Research Center for Digital Sustainability

Sentence Boundary Detection for Multilingual Legal Text

This project is available as a Bachelor's project.

Introduction

Swiss court decisions are anonymized to protect the privacy of the involved people (parties, victims, etc.). Previous research [1] has shown that it is possible to re-identify companies involved in court decisions by linking the rulings with external data in certain cases. Our project tries to further build an automated system for re-identifying involved people from court rulings. This system can then be used as a test for the anonymization practice of Swiss courts. For more information regarding the overarching research project, please go here.
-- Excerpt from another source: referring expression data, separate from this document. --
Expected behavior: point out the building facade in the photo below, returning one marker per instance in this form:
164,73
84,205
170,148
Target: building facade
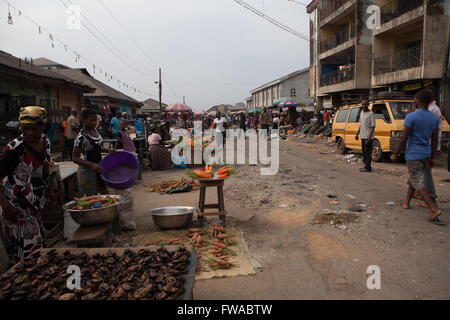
23,83
103,96
294,86
359,47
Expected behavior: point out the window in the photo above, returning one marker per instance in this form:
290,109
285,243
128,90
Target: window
354,115
401,109
342,115
380,112
293,93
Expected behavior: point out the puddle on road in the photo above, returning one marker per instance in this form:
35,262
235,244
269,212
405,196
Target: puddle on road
335,218
323,247
293,216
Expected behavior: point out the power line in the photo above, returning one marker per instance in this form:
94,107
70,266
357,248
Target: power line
104,44
271,20
137,44
66,47
299,3
106,38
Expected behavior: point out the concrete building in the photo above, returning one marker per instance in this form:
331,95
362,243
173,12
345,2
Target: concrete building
294,85
411,46
340,50
151,107
401,45
23,83
103,96
248,102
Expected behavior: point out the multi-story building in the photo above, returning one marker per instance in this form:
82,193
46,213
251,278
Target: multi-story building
248,102
340,50
294,85
398,45
411,45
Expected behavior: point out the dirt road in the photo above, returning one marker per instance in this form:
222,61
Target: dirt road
303,259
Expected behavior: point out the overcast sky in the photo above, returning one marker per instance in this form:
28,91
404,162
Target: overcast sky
211,51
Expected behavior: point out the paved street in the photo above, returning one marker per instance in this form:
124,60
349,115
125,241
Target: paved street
301,259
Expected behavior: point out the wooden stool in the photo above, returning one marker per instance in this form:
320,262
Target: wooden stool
220,206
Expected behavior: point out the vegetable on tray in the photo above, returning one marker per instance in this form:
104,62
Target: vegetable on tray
94,202
208,173
166,186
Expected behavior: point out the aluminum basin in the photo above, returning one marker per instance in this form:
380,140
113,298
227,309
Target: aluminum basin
93,217
172,217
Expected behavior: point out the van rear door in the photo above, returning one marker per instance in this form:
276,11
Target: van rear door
339,124
352,128
383,125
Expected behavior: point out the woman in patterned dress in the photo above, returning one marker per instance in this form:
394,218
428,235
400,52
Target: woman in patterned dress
25,162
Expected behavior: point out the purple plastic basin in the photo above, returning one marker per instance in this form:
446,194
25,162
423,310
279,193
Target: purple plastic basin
120,170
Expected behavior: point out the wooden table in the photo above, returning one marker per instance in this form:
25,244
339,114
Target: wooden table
96,236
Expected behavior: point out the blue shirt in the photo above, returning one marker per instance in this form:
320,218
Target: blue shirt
423,123
115,125
138,127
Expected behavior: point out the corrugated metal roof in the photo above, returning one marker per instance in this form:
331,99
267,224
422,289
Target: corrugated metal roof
152,104
269,84
13,62
102,90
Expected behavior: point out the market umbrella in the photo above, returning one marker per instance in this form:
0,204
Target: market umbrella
178,107
276,102
288,103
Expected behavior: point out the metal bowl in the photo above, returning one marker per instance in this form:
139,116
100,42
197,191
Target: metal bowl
172,217
93,217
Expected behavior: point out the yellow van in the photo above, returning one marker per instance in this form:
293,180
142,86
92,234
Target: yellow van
389,117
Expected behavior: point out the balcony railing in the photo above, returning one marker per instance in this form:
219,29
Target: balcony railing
338,76
405,59
333,6
337,39
396,8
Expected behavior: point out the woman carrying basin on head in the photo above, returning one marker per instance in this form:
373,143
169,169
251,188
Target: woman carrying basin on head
87,153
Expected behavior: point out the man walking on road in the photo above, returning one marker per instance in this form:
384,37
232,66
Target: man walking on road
73,127
433,107
367,131
420,127
266,121
220,124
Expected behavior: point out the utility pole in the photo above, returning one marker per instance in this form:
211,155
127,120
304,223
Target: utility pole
160,91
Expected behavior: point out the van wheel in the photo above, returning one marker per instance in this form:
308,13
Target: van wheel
342,149
377,153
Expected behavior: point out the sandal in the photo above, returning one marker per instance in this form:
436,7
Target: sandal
423,205
438,222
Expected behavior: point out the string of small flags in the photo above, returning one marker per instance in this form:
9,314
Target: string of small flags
78,57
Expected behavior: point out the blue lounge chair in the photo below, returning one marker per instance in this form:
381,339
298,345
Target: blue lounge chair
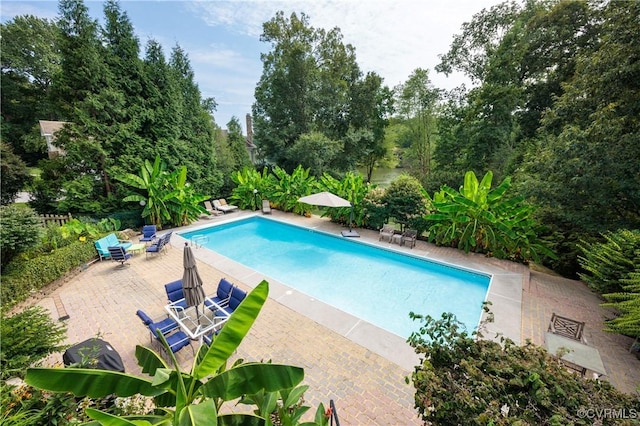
176,340
175,294
223,294
118,254
159,245
165,326
148,233
103,244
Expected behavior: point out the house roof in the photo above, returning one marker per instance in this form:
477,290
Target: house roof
50,127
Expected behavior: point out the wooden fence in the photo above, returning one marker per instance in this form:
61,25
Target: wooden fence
57,219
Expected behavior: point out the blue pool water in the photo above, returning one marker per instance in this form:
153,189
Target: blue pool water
377,285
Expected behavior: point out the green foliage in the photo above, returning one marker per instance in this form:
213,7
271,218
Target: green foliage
195,396
353,189
464,380
247,181
406,201
627,303
609,262
20,229
374,208
15,175
313,106
478,218
28,337
287,188
314,151
167,196
284,407
20,277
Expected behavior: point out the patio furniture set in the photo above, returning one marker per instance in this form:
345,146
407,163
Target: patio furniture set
110,247
185,324
391,234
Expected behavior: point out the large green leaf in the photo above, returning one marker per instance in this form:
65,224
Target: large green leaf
106,419
247,379
92,383
203,414
233,331
241,420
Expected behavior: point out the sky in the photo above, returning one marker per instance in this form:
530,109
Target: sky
222,38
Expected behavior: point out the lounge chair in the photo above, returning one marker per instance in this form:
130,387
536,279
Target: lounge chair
166,326
148,233
118,254
566,327
221,205
210,209
409,237
223,295
387,232
103,244
266,207
175,339
159,245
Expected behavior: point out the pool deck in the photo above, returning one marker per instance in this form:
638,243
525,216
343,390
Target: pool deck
361,367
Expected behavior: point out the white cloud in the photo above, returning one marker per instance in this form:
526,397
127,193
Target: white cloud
391,37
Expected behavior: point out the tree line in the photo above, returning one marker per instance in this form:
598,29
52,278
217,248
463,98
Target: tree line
121,108
554,107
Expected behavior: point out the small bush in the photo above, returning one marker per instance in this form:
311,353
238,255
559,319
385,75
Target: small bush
20,229
28,337
462,380
20,277
607,263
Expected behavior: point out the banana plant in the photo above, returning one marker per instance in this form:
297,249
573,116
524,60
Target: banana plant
152,181
352,188
477,218
183,398
249,180
289,187
183,203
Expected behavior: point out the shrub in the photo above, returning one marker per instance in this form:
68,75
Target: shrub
20,229
406,200
608,262
467,381
20,277
375,209
28,337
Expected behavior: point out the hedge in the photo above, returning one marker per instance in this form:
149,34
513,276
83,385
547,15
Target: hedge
20,277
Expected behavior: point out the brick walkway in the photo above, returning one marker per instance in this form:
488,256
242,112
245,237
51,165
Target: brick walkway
368,389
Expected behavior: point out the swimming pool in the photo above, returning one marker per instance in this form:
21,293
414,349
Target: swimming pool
377,285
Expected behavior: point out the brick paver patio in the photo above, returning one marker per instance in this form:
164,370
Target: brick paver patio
368,389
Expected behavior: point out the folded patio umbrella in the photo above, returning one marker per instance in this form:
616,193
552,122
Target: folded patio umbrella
191,281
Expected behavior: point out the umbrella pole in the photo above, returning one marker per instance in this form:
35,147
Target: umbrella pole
351,217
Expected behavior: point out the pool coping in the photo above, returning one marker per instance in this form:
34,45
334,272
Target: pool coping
504,293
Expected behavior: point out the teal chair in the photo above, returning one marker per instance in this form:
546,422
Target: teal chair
103,244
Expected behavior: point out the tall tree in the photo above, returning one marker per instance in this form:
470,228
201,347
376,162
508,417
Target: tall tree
417,100
83,71
283,94
588,154
195,145
29,59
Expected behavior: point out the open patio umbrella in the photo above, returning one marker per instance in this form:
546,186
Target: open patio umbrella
327,199
191,281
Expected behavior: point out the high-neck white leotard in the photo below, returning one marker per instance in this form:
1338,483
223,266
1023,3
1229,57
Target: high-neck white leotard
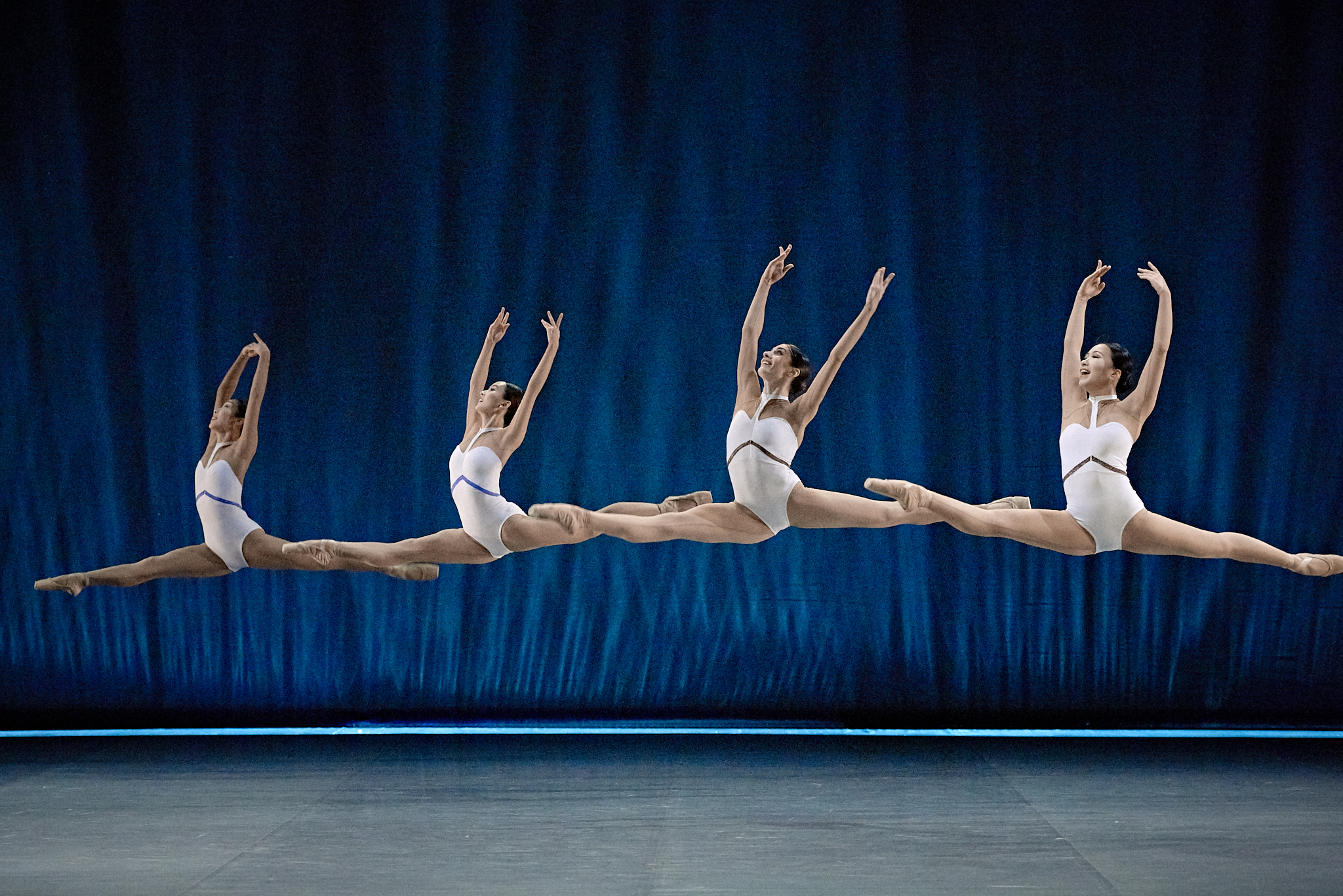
1095,468
219,500
759,453
476,491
Research has shown [2], that Sentence Boundary Detection (SBD) is not “solved” yet, especially in informal language and in special domains. Especially in the legal domain, conventional sentence splitting methods are still subpar. Although in German [3] recent research worked on mitigating this issue, in many other languages such as French, Italian, Spanish, or Portuguese, SBD is not sufficiently researched, to the best of our knowledge. With this project, we plan to close this gap by creating a dataset for multilingual legal SBD, evaluating the performance of current methods on it, and training a superior model.

Research Questions

So far, to the best of our knowledge, the performance of Sentence Boundary Detection is still subpar in multilingual legal documents

RQ1: What is the performance of current sentence boundary detection systems on multilingual legal data

RQ2: To what extent can we improve upon this performance?

Steps

Get roughly familiar with the literature on Sentence Boundary Detection
Select suitable data (diverse legal data (contracts, court decisions, legislation, commentaries, etc.) in multiple languages)
Setup prodigy for legal sentence boundary annotations and write annotation guidelines
Supervise the annotation process
Evaluate the performance (F1 over boundary points) of existing systems on the newly annotated dataset
Train a new system (probably based on transformers) and evaluate it
Analyze the results

Activities

⬤⬤⬤◯◯ Programming

⬤⬤⬤⬤◯ Experimentation

⬤◯◯◯◯ Literature

Prerequisites

Good programming skills (preferably in Python)

Preferably experience in deep learning (transformers)

Contact

Joel Niklaus

References

[1] Vokinger, K.N., Mühlematter, U.J., 2019. Re-Identifikation von Gerichtsurteilen durch «Linkage» von Daten(banken). Jusletter 27.
[2] Jonathon Read, Rebecca Dridan, Stephan Oepen, and Lars Jørgen Solberg. 2012. Sentence Boundary Detection: A Long Solved Problem?. In Proceedings of COLING 2012: Posters, pages 985–994, Mumbai, India. The COLING 2012 Organizing Committee.
[3] Glaser, I., Moser, S., & Matthes, F. (2021). Sentence Boundary Detection in German Legal Documents. ICAART.